When you attach an archive, it appears under Attached Archives on the Archives page of the Core Console, while the contents of the archive become accessible from the left navigation area. The contents appear under the name of the archive. Machines that were archived appear as recovery-points-only machines so that you can access the recovery points in the same way that you would for a currently protected machine: by mounting a recovery point, locating the item that you want to recover, and using Windows Explorer to copy and paste the item to your destination.
There are advantages to restoring from an attached archive rather than importing an archive to a repository.
- Restoring from an attached archive saves the time you may spend importing an entire archive to a repository.
- Also, when you import an archive, the archived recovery points are added to the repository.
Because these archived recovery points are likely the oldest items in the repository, they may be rolled up according to your retention policy during the next nightly job. (Although, this action does not delete them from the archive; you could re-import them the next day.) - Lastly, the Core remembers the attachment association with archives, even after you detach an archive, making it easier and faster to attach the archive again later.
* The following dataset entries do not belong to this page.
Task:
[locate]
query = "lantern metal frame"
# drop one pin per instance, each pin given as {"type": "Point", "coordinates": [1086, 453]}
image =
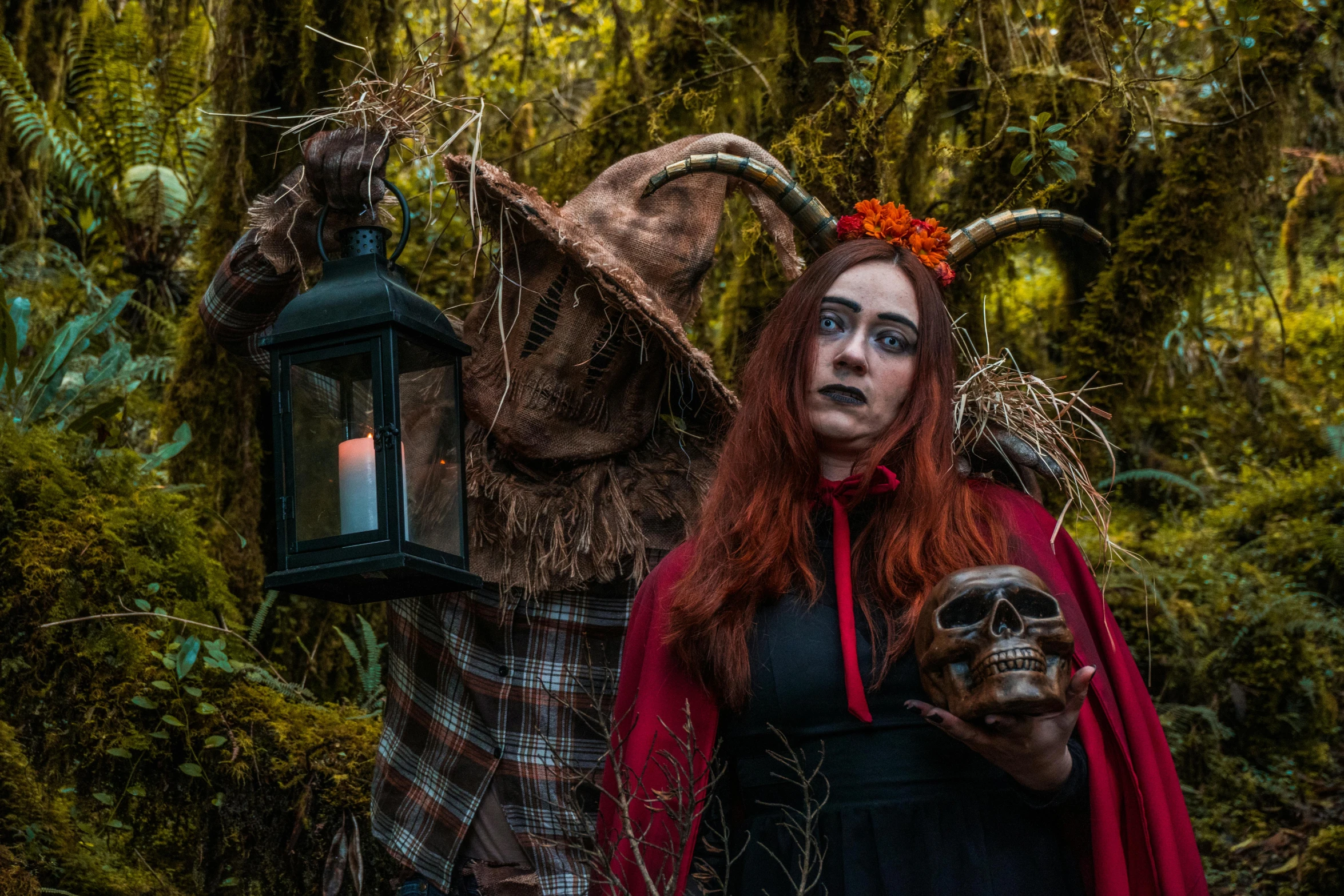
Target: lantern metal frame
{"type": "Point", "coordinates": [363, 305]}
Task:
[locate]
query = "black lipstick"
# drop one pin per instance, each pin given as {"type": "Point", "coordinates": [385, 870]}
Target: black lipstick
{"type": "Point", "coordinates": [843, 394]}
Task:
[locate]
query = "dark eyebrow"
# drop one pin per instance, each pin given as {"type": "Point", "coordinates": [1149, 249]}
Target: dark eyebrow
{"type": "Point", "coordinates": [898, 318]}
{"type": "Point", "coordinates": [849, 302]}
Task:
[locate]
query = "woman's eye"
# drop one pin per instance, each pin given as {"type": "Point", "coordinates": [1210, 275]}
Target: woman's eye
{"type": "Point", "coordinates": [894, 341]}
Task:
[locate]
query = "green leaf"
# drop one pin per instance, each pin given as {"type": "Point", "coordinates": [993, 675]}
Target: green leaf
{"type": "Point", "coordinates": [181, 440]}
{"type": "Point", "coordinates": [218, 663]}
{"type": "Point", "coordinates": [187, 656]}
{"type": "Point", "coordinates": [1064, 170]}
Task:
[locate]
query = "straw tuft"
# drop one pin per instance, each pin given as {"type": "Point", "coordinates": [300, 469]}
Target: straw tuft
{"type": "Point", "coordinates": [1055, 424]}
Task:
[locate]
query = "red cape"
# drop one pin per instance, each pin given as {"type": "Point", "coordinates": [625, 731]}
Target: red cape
{"type": "Point", "coordinates": [1142, 839]}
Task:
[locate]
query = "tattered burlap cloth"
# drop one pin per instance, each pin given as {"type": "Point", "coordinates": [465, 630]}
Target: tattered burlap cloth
{"type": "Point", "coordinates": [578, 337]}
{"type": "Point", "coordinates": [601, 417]}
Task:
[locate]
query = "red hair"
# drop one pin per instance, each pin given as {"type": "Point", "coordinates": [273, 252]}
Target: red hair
{"type": "Point", "coordinates": [754, 539]}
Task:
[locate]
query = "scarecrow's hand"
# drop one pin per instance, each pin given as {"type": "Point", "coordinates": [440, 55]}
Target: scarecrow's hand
{"type": "Point", "coordinates": [1008, 459]}
{"type": "Point", "coordinates": [342, 170]}
{"type": "Point", "coordinates": [346, 168]}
You can remove the association by deleting the attachment.
To restore data from an attached archive, complete the following steps using the related links:
NOTE: The procedure for restoring from an attached archive assumes that you already have an archive of rolled-up recovery points. |
- Attach the archive.
- Mount the recovery point that contains the data that you want to recover.
- Restore data using any of the following methods:
- Restore data, such as file or folder, from the recovery point.
- Restore the entire recovery point.
- Export the recovery point to a virtual machine.